"I have worked here on a small salary and done everything but maul
spikes to keep down expenses on the division, because we had to make
some showing to whoever wanted to buy our junk. In this way I took a
roving commission and packed my bag from an office where I could
acquire nothing I did not already know to a position where I could get
hold of the problem of mountain transportation and cut the coal bills
of the road in two."
"Have you done it?"
"Have I cut the coal bills in two? No; but I have learned how. It
will cost money to do that----"
"How much money?"
"Thirty millions of dollars."
"A good deal of money."
"No."
"No?"
"No. Don't let us be afraid to face figures. You will spend a hundred
millions before you quit, Mr. Brock, and you will make another hundred
millions in doing it. To put it bluntly, the mountains must be brought
to terms. For three years I have eaten and lived and slept with them.
I know every grade, curve, tunnel, and culvert from here to Bear
Dance--yes, to the coast. The day of heavy gradients and curves for
transcontinental tonnage is gone by. If I ever get a chance, I will
rip this right of way open from end to end and make it possible to send
freight through these ranges at a cost undreamed of in the estimates of
to-day. But that was not my only object in coming to the mountains."
"Go ahead."
"Mr. Bucks and the men he has gathered around him--Callahan, Blood and
the rest of us--are railroad men. Railroading is our business; we know
nothing else. There was an embarrassing chance that when our buyer
came he might be hostile to the present management. Happily," Glover
bowed to the Pittsburg magnate, "he isn't; but he might have been----"
"I see."
"We were prepared for that."
"How?"
"I shouldn't speak of this if I did not know you were Mr. Bucks'
closest friend. Even he doesn't know it, but six months of my own
time--not the company's--I put in on a matter that concerned my friends
and myself, and I have the notes for a new line to parallel this if it
were needed--and Blood and I have the only pass within three hundred
miles north or south to run it over. These were some of the reasons,
Mr. Brock, why I came to the mountains."
"I understand. I understand perfectly. Mr. Glover, what is your age,
sir?"
The time seemed ripe to put Gertrude's second hint into play.

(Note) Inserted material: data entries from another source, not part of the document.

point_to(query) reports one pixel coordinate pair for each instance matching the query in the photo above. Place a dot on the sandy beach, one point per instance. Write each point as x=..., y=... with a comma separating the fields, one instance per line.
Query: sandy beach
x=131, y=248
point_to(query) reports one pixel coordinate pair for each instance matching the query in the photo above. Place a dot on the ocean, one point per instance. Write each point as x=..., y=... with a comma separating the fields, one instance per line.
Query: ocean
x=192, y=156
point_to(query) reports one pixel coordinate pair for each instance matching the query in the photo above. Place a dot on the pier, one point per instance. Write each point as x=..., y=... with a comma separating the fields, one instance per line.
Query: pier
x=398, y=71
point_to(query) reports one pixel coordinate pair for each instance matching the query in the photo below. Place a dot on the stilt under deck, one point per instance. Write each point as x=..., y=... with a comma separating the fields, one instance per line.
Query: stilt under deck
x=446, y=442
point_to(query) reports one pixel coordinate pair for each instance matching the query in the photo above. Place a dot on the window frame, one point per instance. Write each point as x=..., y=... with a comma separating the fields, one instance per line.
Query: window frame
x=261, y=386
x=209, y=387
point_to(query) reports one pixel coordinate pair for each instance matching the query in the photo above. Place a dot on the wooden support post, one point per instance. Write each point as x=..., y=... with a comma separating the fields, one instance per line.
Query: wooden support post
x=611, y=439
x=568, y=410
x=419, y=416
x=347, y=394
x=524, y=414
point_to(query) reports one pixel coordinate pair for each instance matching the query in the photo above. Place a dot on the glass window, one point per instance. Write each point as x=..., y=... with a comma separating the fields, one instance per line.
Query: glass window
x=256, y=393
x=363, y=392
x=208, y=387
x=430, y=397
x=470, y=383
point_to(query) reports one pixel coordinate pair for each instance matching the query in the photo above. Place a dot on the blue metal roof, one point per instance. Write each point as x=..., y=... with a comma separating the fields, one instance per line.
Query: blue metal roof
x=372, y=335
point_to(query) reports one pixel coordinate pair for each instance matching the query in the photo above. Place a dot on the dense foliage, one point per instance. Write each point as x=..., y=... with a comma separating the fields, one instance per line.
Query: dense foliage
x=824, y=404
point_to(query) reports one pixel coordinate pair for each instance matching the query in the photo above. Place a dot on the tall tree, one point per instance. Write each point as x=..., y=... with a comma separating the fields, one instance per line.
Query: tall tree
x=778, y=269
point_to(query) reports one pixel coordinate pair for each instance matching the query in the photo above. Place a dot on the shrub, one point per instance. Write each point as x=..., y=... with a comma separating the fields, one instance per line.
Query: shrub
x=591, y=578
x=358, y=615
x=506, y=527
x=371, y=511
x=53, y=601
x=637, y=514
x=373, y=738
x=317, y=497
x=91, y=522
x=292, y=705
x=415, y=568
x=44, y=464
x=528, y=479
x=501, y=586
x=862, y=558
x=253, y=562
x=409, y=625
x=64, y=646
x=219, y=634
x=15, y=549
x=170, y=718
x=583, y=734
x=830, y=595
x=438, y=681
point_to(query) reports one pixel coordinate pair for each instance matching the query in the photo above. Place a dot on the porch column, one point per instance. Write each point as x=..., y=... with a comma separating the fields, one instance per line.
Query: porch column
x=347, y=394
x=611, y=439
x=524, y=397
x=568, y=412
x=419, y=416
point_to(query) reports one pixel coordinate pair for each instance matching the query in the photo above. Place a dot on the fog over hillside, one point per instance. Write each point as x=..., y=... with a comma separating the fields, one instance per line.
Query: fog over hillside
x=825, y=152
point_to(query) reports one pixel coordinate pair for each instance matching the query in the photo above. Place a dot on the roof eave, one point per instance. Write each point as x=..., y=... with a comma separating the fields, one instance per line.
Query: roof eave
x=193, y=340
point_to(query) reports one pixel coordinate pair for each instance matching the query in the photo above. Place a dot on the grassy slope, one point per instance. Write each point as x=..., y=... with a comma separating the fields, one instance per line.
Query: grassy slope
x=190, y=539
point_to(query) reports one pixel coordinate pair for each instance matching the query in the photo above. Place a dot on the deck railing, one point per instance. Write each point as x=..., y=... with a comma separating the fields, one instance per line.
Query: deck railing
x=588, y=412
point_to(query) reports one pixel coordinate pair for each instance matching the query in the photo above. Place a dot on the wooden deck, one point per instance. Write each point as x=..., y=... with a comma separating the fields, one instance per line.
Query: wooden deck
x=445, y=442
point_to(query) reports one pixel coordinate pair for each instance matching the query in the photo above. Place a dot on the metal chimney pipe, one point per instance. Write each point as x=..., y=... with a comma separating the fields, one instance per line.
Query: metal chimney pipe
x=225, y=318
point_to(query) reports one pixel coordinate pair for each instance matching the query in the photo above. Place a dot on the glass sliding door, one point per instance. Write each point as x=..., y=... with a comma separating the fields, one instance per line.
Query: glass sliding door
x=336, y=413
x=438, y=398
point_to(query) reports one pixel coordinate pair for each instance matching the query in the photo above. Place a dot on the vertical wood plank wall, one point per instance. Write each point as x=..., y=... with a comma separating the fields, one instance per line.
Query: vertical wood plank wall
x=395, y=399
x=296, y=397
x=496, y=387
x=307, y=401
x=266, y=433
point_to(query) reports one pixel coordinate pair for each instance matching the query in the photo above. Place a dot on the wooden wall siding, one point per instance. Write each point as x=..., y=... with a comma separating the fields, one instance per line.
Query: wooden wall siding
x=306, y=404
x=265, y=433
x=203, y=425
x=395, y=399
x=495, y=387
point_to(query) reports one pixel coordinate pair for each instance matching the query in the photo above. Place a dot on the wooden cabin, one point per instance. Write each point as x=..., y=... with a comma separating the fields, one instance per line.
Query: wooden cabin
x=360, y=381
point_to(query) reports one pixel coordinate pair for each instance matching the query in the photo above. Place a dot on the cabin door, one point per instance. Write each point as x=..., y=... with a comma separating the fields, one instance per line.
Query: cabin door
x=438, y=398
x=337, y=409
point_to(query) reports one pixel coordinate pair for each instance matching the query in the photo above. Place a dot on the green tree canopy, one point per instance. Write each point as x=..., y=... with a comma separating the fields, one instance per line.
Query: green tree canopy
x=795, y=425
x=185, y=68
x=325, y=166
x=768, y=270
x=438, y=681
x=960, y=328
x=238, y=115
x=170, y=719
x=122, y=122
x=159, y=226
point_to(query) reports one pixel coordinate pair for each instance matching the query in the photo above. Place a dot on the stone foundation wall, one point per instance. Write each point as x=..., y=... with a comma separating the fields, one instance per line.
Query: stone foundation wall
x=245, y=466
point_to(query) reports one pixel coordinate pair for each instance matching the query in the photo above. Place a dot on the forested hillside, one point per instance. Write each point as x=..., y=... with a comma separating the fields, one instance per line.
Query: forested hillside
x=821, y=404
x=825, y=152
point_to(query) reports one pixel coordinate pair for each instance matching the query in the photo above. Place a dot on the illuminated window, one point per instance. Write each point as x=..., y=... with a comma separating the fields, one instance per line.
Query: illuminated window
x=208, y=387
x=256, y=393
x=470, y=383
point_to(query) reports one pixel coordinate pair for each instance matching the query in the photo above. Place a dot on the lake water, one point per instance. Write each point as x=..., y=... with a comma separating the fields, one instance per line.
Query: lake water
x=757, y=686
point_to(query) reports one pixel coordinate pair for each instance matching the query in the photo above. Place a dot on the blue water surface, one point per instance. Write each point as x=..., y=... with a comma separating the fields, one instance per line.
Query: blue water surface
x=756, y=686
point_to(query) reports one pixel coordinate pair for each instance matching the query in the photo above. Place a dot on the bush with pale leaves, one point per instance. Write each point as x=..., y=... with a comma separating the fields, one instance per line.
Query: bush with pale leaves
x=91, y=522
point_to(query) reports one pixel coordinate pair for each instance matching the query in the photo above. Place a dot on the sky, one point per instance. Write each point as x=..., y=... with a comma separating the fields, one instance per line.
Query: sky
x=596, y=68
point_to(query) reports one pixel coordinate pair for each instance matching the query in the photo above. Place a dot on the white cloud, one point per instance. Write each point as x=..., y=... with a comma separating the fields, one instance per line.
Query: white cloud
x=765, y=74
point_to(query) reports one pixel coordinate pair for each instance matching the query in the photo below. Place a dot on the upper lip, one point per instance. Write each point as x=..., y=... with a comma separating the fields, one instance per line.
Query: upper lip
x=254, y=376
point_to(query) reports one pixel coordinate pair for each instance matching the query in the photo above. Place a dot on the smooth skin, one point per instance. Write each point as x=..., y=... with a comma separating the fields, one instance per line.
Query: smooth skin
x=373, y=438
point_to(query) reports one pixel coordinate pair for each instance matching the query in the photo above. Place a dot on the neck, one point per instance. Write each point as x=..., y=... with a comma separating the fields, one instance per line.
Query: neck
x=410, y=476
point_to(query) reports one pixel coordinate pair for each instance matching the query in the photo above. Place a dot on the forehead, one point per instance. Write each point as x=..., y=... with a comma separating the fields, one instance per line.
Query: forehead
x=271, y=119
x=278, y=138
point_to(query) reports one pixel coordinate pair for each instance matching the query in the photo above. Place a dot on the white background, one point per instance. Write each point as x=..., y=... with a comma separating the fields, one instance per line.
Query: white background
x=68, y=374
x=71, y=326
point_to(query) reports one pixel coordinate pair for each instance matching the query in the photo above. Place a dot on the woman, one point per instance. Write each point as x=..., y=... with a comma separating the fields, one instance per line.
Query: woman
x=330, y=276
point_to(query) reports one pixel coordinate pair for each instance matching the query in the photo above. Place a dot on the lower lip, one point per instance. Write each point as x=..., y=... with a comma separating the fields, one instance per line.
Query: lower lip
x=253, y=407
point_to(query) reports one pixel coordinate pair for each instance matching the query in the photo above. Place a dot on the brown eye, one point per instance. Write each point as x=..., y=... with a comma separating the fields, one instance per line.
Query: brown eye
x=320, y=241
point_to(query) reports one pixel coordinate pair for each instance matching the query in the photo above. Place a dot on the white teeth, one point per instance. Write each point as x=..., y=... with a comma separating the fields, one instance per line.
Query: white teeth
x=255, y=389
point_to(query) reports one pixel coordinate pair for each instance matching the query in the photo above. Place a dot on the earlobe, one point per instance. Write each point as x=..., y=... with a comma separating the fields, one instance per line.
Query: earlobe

"That is a subject I never discuss with anyone, Mr. Brock."
He waited just a moment to let the magnate get his breath, and
continued, "May I tell you why? When the road went into the
receivership, I was named as one of the receivers on behalf of the
Government. The President, when I first met him during my term, asked
for my father, thinking he was the man that had been recommended to
him. He wouldn't believe me when I assured him I was his appointee.
'If I had known how young you were, Glover,' said he to me, afterward,
'I never should have dared appoint you.' The position paid me
twenty-five thousand dollars a year for four years; but the incident
paid me better than that, for it taught me never to discuss my age."